On Friday, St. Mary Parish Coroner Dr. Eric Melancon said 28 parish residents have died from COVID-19 in August, four more than appeared in the daily report from the Louisiana Office of Public Health.

The fatality numbers from Melancon, who has often reported local COVID fatalities before they made their way into the state database, mean 175 St Mary people have died from COVID-19 since the pandemic began. Thirty-two St. Mary people died from COVID-related causes in 2021's first seven months.

"Please beg people to put their politics, computer chips, FDA approvals aside and protect themselves," Melancon said in a text message.

One of the people who died received a first vaccine dose the day before showing symptoms, Melancon said. Another person who died was fully vaccinated but had a medical history including kidney failure, diabetes and hypertension.

"This Delta variant is NO JOKE and people need to quit making excuses or risk DEATH!" Melancon wrote.

St. Mary's vaccination rate is now listed by OPH at 32.4%, up about 3 points this month.

The OPH reported 80 new COVID cases in St. Mary in the 24 hours ending at midday Friday.

The 80 cases raise St. Mary's pandemic total to 7,498.

Statewide, COVID hospitalizations were down 14 since Thursday and now total 2,999.

The OPH reported 5,922 new Louisiana cases and 67 deaths Friday.

At a press conference Friday, Gov. John Bel Edwards warned again about the growing incidence of COVID infections among young people.

About 28% of new COVID infections are now among people under 17, he said. Between Aug. 9 and Aug. 15, when many Louisiana schools were opening, 2,444 new COVID cases were reported among students and staff members, Edwards said.

The governor defended his public health proclamation's mask mandate for students and employees at schools after anti-mask protests broke up a legislative hearing and a Board of Elementary and Secondary Education meeting this week.

"Simply put, we cannot keep schools open and our kids safe without masks," Edwards said.

Masks not only protect children, but they're also important in light of evidence indicating infected youngsters often infect others, he said.

"It would be an absolute recipe for disaster to take kids from all across Louisiana and put them together, indoors, for approximately seven hours a day, unmasked, in classrooms, and then send them home at the end of the day," Edwards said.

The positivity rate on COVID tests among children under 4 is 17.5%, said Public Health Officer Dr.

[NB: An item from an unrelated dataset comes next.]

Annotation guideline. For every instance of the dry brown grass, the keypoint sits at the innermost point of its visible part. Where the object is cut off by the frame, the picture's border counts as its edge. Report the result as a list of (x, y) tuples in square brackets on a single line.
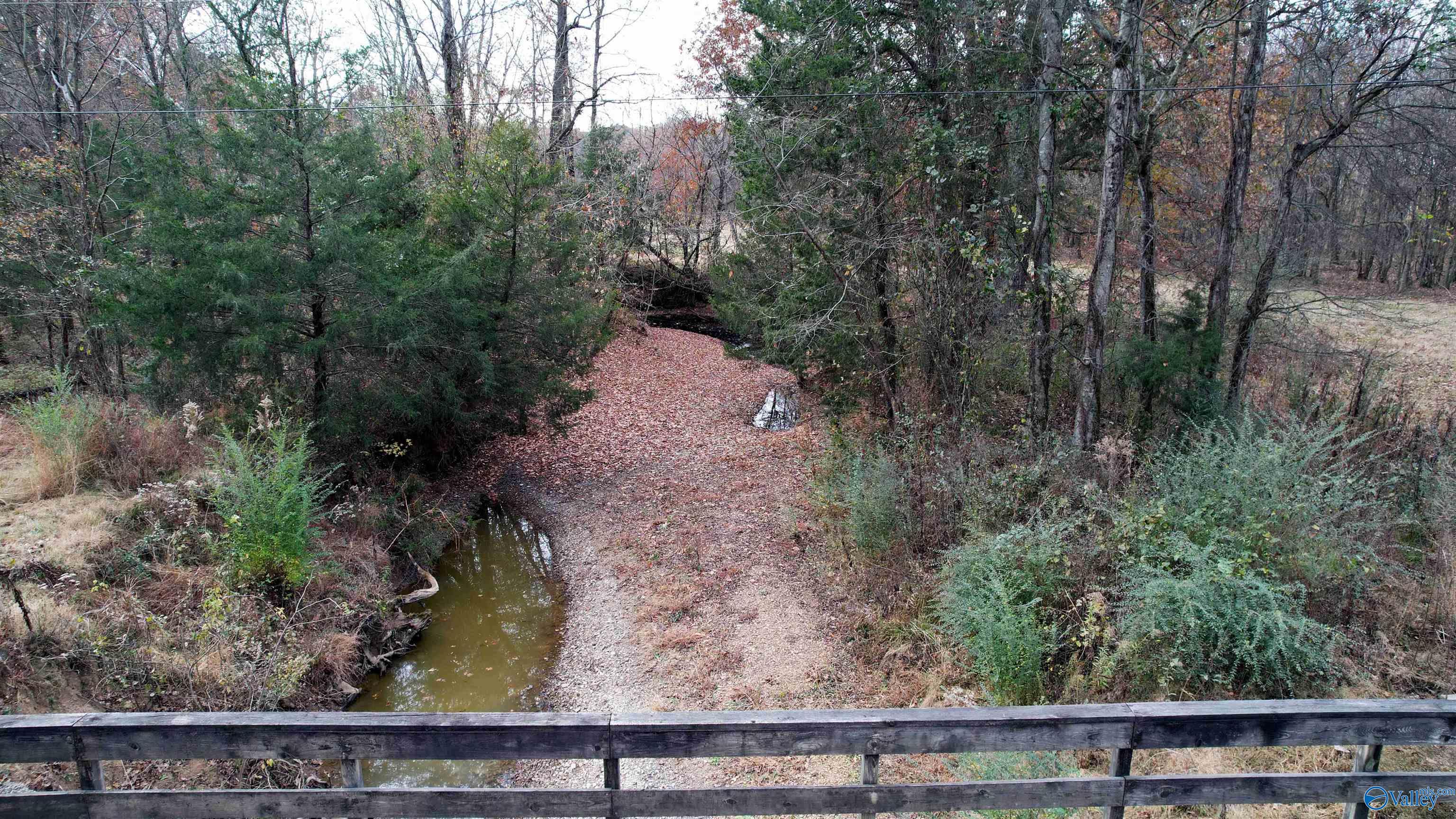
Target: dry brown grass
[(669, 601), (59, 531)]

Joseph Kanter at the press conference. For young people 5-17, the rate is 28%.

The number of patients in hospitals for COVID treatment was a 2,999 Friday, down for the second straight day after 16 consecutive record-breaking days.

"It's nice to see that dip just a little bit," Kanter said. "It's still a very high number. It's causing tremendous problems for hospitals."

The state positivity rate was down slightly Friday to 15.5% from 16.1%, and the incidence rate -- the average daily new case count for a week adjusted for the size of of the population is down to 109 per 100,000 people. Both statistics remain at levels the Centers for Disease Controls characterize as indicating the "highest risk" of COVID infection.